= European Bank for induced pluripotent Stem Cells =

The European Bank for induced pluripotent Stem Cells (EBiSC) is a non-profit induced pluripotent stem cell (iPSC) biorepository and service provider with central facilities in Germany and the United Kingdom.

EBiSC was set up between 2014 and 2017 by a consortium that represented researchers, clinicians and industry stakeholders. A second phase of the project runs between 2019 and 2022 with the aim of consolidating EBiSC as a not-for-profit, self-sustainable iPSC bank and service provider. The initiative was funded by the European Commission and the European Federation of Pharmaceutical Industries and Associations under the Innovative Medicines Initiative.

The European Bank for induced pluripotent Stem Cells performs collection, banking, quality control and distribution of iPSC lines for research purposes. EBiSC's stated goal is to supply academic, non-profit and commercial researchers with quality-controlled, disease-relevant iPSC lines, data and other services. It also seeks to promote the international standardisation of iPSC banking practices and to act as a central hub that ensures the sustainability and accessibility of iPSC lines generated by different research organisations. IPSC lines generated externally can be deposited into EBiSC for storage, banking, quality control and distribution.

== Catalogue and facilities ==

In February 2020, the EBiSC catalogue contained iPSC lines representing diseases and conditions such as Alzheimer's disease, Frontotemporal Dementia, Parkinson's disease, Huntington's disease, Dravet syndrome, Bardet-Biedl syndrome, depression and pain, diabetes mellitus, eye diseases and heart disease.

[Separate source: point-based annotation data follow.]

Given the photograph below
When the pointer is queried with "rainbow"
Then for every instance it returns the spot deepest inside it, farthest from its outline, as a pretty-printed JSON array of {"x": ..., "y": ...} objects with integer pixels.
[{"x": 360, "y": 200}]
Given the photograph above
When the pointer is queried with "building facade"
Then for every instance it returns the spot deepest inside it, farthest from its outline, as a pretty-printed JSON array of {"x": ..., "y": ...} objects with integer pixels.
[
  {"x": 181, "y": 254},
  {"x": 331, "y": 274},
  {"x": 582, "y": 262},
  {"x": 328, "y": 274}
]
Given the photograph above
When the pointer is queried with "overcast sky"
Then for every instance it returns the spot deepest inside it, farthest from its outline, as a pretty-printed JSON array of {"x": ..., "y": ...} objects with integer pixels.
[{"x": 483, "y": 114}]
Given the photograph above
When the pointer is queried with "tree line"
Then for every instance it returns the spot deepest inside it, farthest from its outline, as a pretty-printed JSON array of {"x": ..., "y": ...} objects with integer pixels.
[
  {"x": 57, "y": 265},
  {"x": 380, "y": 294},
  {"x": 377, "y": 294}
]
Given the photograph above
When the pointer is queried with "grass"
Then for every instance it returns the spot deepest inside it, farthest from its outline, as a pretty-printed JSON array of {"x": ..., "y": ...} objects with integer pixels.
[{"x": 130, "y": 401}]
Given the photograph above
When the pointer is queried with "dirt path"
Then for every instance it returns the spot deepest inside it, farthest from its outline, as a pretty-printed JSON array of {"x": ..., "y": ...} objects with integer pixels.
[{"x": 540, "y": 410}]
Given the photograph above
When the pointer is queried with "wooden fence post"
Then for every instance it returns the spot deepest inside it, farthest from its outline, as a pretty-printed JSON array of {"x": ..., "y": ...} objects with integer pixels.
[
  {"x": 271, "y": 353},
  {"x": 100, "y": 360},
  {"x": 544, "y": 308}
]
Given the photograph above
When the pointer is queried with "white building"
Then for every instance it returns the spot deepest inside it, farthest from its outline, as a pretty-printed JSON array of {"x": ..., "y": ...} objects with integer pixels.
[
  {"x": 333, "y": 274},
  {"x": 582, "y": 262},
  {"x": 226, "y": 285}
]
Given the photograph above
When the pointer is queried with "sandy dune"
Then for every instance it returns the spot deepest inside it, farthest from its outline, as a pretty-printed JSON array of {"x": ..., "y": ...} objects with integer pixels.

These iPSC lines have been deposited into EBiSC by academic institutions and non-profit and commercial organisations internationally. This includes lines generated within research projects such as StemBANCC, HipSci, IMI-ADAPTED, CRACK IT BadIPS and CRACK IT UnTangle.

The EBiSC Bank is run collaboratively by Fraunhofer UK Research Ltd in Glasgow, Scotland and the Fraunhofer Institute for Biomedical Engineering (IBMT) in Germany.